Breaking this down it is attributed to:- src_port: 15780
- dest_port:10603
- src_ip:7980
- other metrics (not many)
I have now changed my telegraf config to tag less stuff. For now i've untagged src_ip, dest_ip, src_port, dest_port
grok_patterns = ["^%{SYSLOGTIMESTAMP:timestamp:ts-syslog},%{NUMBER:rulenum},%{DATA:interface},%{WORD:friendlyname},%{WORD:action},%{NUMBER:ip_version},%{NUMBER:protocolid},%{DATA:protocol:tag},%{IPORHOST:src_ip},%{IPORHOST:dest_ip},%{WORD:src_port},%{NUMBER:dest_port},%{WORD:direction},%{WORD:geoip_code:tag},%{DATA:ip_alias_name},%{DATA:ip_evaluated},%{DATA:feed_name:tag},%{HOSTNAME:resolvedhostname},%{GREEDYDATA:clienthostname},%{GREEDYDATA:ASN},%{GREEDYDATA:duplicateeventstatus}"]

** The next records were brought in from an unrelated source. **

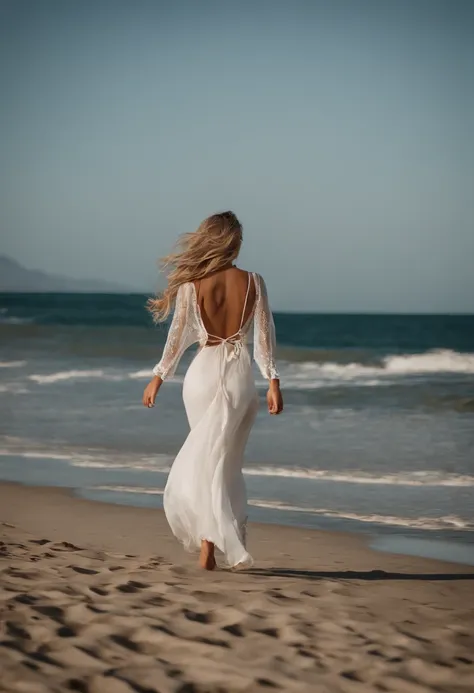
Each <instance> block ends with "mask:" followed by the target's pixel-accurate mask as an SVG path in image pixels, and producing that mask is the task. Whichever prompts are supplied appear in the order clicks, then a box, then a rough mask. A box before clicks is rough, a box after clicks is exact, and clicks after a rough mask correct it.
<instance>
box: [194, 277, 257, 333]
mask: <svg viewBox="0 0 474 693" xmlns="http://www.w3.org/2000/svg"><path fill="white" fill-rule="evenodd" d="M195 288H196V297H197V303H198V306H199V310H200V313H201V319H202V322H203V324H204V327H205V328H206V330H207V332H208V334H209V335H216V336H217V337H219V338H220V339H226V338H228V337H230V336H232V335H235V334H236V333H237V332H238V331H239V330H240V328H241V327H242V325H245V324H246V322H247V320H248V319H249V318H250V316H251V314H252V311H253V309H254V306H255V300H256V289H255V282H254V281H253V280H252V275H251V274H250V273H249V272H245V271H244V270H241V269H238V268H236V267H230V268H229V269H227V270H222V271H221V272H216V273H215V274H213V275H210V276H209V277H205V278H204V279H201V280H200V281H197V282H195ZM211 342H212V340H211ZM211 342H210V343H211Z"/></svg>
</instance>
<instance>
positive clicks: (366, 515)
mask: <svg viewBox="0 0 474 693" xmlns="http://www.w3.org/2000/svg"><path fill="white" fill-rule="evenodd" d="M248 503H249V505H253V506H255V507H257V508H267V509H269V510H280V511H285V512H298V513H307V514H310V515H318V516H320V517H332V518H337V519H341V520H356V521H357V522H370V523H372V524H379V525H391V526H392V527H410V528H413V529H428V530H439V529H463V530H467V531H474V523H473V522H472V521H470V520H466V519H464V518H461V517H459V516H457V515H445V516H443V517H398V516H396V515H378V514H375V513H374V514H369V515H361V514H359V513H352V512H346V511H339V510H329V509H327V508H305V507H301V506H298V505H288V504H287V503H283V502H282V501H271V500H268V501H267V500H261V499H250V500H249V501H248Z"/></svg>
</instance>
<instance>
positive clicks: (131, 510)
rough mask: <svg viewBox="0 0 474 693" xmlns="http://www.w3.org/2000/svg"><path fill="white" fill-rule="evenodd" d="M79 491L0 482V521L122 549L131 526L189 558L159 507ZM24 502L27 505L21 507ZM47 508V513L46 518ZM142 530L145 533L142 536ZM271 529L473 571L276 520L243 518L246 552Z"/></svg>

The next step is to look into rewriting the dashboard to perform the required grouping and aggregation.
I've started with this table:
IP - Top 10 Blocked - IN (By Host/Port)Original query:
SELECT TOP("blocked",10),src_ip,dest_ip, protocol FROM ( SELECT count("action") as "blocked" FROM "autogen"."tail_ip_block_log" WHERE ("host" =~ /^$Host$/ AND "action" = 'block' AND "direction" = 'in' ) AND $timeFilter GROUP BY src_ip,dest_ip,protocol )
New V2 Query using Flux:
from(bucket: "pfsense") |> range(start: v.timeRangeStart, stop: v.timeRangeStop) |> filter(fn: (r) => r["_measurement"] == "tail_ip_block_log") |> filter(fn: (r) => r["_field"] == "src_ip" or r["_field"] == "dest_ip" or r["_field"] == "dest_port" or r["_field"] == "action" or r["_field"] == "direction" or r["_field"] == "protocolid" or r["_field"] == "host") |> pivot(rowKey:["_time"], columnKey: ["_field"], valueColumn: "_value") |> filter(fn: (r) => r.host =~ /^.*$/ and r.action == "block" and r.direction == "in" and r.protocolid =~ /^(6$|17$)/) |> group(columns:["src_ip","dest_ip","dest_port"]) |> rename(columns:{action: "Blocked"}) |> count(column: "Blocked") |> group() //use group to ungroup data and return to a single table |> top(n:10, columns: ["Blocked"]) |> sort(columns: ["Blocked"], desc: true) |> yield()
This is as far as I have got for the time being.
Thought I would share this before I got too far into updating the dashboard.
I suspect I won't get a good view of performance imrpovement until I've redone all of the pfBlocker Details section.
Also raising this now as it involves an update from Influx v1 to v2 to support the flux language.
Once you get used to flux, it is really quite powerful.
The old influxql language can still be used with v2, they are backwards compatible.You thoughts & opinions are appreciated.
- 8 months later
-
Is anyone else noticing some broken pfblocker panels with the latest pfblocker update?
Looks like the $timefilter seems to make the panel show no data for some reason, I tried messing with it with no success outside of removing the time filter all together which isn't really a usable solution.